Naar het oordeel van de rechtbank houdt het ontbindingsverzoek geen verband met het opzegverbod tijdens ziekte. De rechtbank acht van belang dat de RvT al voordat werknemer zich ziek meldde, op 2 april 2021 aan hem kenbaar heeft gemaakt dat hij geen vertrouwen meer had in verdere samenwerking met werknemer. De rechtbank is van oordeel dat sprake is van een ernstig en duurzaam verstoorde arbeidsrelatie en daarmee van een voldragen g-grond. Op basis van de (uitgebreide) door partijen overgelegde stukken en het verhandelde ter zitting is de rechtbank van oordeel dat partijen in de kern van mening verschillen over de wijze van communiceren tussen werknemer en de RvT, hetgeen de afgelopen jaren – bijvoorbeeld in een coachingstraject in 2018 en in het meer recente begeleidingstraject door Mazars – ook regelmatig punt van aandacht is geweest in de onderlinge verhoudingen. Hoewel partijen over veel feiten van mening verschillen en een andere lezing hebben over hetgeen is voorgevallen, is voldoende gebleken dat er als gevolg van de samenwerkingsproblematiek bij de RvT geen draagvlak meer is voor werknemer en de noodzakelijke vertrouwensbasis tussen de RvT en werknemer wederzijds ontbreekt. Daarbij komt dat blijkens de e-mail van twee schooldirecteuren van 24 maart 2021 ook in het managementteam de moeizame relatie tussen de RvT en werknemer invloed heeft. De rechtbank weegt tot slot ook mee dat vaststaat dat werknemer als bestuurder door de RvT is ontslagen. Zoals de rechtbank hiervoor al heeft overwogen, heeft werknemer het ontslagbesluit (tot op heden) niet aangevochten, zodat de rechtbank van de rechtsgeldigheid van het ontslagbesluit dient uit te gaan. Daarmee is het een gegeven dat werknemer thans geen bestuurder meer is. Dit maakt ook dat het van werkgever in redelijkheid niet kan worden gevergd de arbeidsovereenkomst nog langer te laten voortduren. De rechtbank ziet geen reden om aan werknemer een billijke vergoeding toe te kennen.

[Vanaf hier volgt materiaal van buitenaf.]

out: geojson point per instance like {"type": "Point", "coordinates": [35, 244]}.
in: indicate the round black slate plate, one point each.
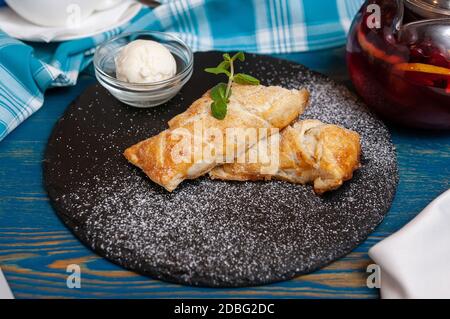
{"type": "Point", "coordinates": [212, 233]}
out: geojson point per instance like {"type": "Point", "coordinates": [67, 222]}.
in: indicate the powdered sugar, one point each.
{"type": "Point", "coordinates": [213, 233]}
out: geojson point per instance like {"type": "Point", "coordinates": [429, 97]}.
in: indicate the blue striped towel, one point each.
{"type": "Point", "coordinates": [262, 26]}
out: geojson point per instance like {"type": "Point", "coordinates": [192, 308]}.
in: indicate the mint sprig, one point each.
{"type": "Point", "coordinates": [221, 93]}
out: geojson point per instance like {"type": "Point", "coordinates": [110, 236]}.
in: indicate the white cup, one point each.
{"type": "Point", "coordinates": [58, 13]}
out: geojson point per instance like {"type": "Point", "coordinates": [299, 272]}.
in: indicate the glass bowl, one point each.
{"type": "Point", "coordinates": [143, 95]}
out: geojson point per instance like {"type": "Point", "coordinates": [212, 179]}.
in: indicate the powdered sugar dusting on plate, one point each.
{"type": "Point", "coordinates": [213, 233]}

Bovenwettelijke WW-uitkering en de WNT

Ter beoordeling ligt voor de vraag of de aanvullende uitkering, reparatie-uitkering en aansluitende uitkering als bedoeld in artikel 6.3 CAO Bestuurders VO 2020 onder de uitzondering van artikel 1.1 sub i van de WNT vallen. Hoewel in de CAO Bestuurders VO 2020 niet letterlijk wordt verwezen naar de CAO VO 2020 is naar het oordeel van de rechtbank sprake van een algemene bepaling die voor alle werknemers geldt en waar de individuele topfunctionaris geen invloed op heeft kunnen uitoefenen. Daarmee is de uitzondering als bedoeld in artikel 1 lid 1 sub i WNT van toepassing.